Moved fast on decisions: either raise bids aggressively or exit when an Asian cluster delivered almost no registrations. Found the performing geo only after several months of iteration – each cycle shorter because of the exit criteria.

Without the methodology, we would have stayed stuck in every region, hoping it would eventually work.

Incrementality tests

Strong metrics don't guarantee every install is genuinely new: some users would have converted organically, but the last click went to the paid channel.

Incrementality shows how many installs a source drives beyond organic baseline – rather than just intercepting attribution. Without this check, scaling can simply mean redistributing budget while overpaying for what would have been free.

Identified four testing methodologies with different accuracy-to-cost tradeoffs:

  1. Geo holdout. Splits markets into test and control: traffic runs in test geos, nothing changes in control geos, the gap shows true incremental lift. Requires 3–10 test markets and 15+ control markets over 4–8 weeks. Most accurate method – and the most resource-intensive to execute.
  2. User-level Randomized Controlled Trial. Borrowed from medical research: divides users into groups – one sees ads, one doesn't – and the install differential shows incremental lift. Requires statistically significant sample sizes, delivers results in 2–3 weeks, but depends on platform and tracker capabilities.
  3. Platform conversion lift. Native tools from Meta, Google, TikTok – free, requires 100+ conversions per week. Shows the platform's own contribution but misses cross-channel effects on other active sources.
  4. Time-based pause. Pauses the channel for a defined period and monitors the install drop: if volume falls, the channel was incremental. Simple to run, but risky (lost volume) and less accurate due to organic seasonality.

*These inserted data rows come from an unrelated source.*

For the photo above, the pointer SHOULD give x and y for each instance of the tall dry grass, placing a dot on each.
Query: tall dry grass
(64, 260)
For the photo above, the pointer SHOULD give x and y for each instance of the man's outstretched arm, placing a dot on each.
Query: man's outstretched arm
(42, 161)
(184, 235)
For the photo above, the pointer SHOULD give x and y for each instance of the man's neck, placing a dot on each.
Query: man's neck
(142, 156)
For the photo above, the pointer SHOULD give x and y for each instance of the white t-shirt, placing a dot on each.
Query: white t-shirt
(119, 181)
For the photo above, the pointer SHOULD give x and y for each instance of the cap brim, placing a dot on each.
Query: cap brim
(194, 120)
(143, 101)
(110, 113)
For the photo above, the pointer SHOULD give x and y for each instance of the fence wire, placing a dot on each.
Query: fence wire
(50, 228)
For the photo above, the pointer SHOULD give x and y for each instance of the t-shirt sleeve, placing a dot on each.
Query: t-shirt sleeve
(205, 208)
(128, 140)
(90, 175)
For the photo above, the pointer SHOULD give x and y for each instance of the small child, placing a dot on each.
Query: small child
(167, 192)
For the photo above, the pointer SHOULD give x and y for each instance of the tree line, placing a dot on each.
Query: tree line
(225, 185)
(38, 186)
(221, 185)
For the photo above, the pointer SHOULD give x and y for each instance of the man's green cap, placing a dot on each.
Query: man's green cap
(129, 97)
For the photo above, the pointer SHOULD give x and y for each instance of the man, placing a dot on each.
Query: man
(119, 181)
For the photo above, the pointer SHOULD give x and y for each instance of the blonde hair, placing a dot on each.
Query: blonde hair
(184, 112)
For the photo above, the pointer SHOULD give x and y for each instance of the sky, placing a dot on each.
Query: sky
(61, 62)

Walked the client through all methodologies and recommended deferring the check: spending on incrementality while still validating data and results is premature.

Documented a forward action plan: select methodology based on available budget, confirm platform tooling, use MMP incrementality as a fallback. If the source doesn't clear the performance threshold first, the incrementality question never becomes relevant.

Scaling criteria

Formulated three criteria for the decision:

  1. Economics with headroom. CPA supports target payback accounting for the cost increase that comes with scale – costs almost always go up, the platform pulls lower-quality inventory as budgets grow. Established a rule: if current CPA sits at benchmark, need at least 20–30% headroom before hitting the profitability floor.
  2. Data stability. Tracking quality holds as spend scales – discrepancies stay within acceptable range week over week. Some platforms start dropping parameters or widening click gaps at higher volume. All three criteria must pass simultaneously: solid economics with unstable data makes optimization impossible, low incrementality makes scaling a budget reshuffling exercise.
  3. Confirmed incrementality. The channel drives installs beyond organic baseline – not just capturing last-click attribution. Ran geo holdout: showed 70% incrementality. At the proposed scale, the 30% overpayment would have meant tens of thousands of dollars monthly in organic installs dressed up as paid.

Set the objective to scale gradually: 30–50% weekly increases give algorithms time to adapt without performance shock.

Locked in hard stop thresholds:

  • cost: up more than 40% from current level
  • retention: drops more than 20% versus other active channels
  • data quality: discrepancy exceeds 25% between platform and tracker.

Developed a three-month plan with weekly monitoring checkpoints and a documented rollback process if any threshold is breached.

What long integrations actually look like

Completed the path from first contact to scaling in one year: five months of legal work, four geo iterations, persistent technical troubleshooting throughout.

Without the methodology, it would have taken longer: getting stuck on the first geo alone would have added months of waiting. Confirmed: every source requires its own configuration, the tooling stack is unique, no plug-and-play solutions exist.

After completing app campaign testing, shifted to web – which turned out to be its own challenge. The vendor needed a pixel on the client's website: the algorithms understand the funnel and optimize accordingly – but client restrictions made that impossible.

Choose a web tracker integrated with the client's postbacks instead. Not the most elegant solution: it meant manual optimization – watching conversions in the tracker and adjusting the platform based on what we saw externally.

Ran into complications: technical integration required changes on both sides, click discrepancy hit 45%, parameters weren't passing correctly from the start. Fixing it took another week on top.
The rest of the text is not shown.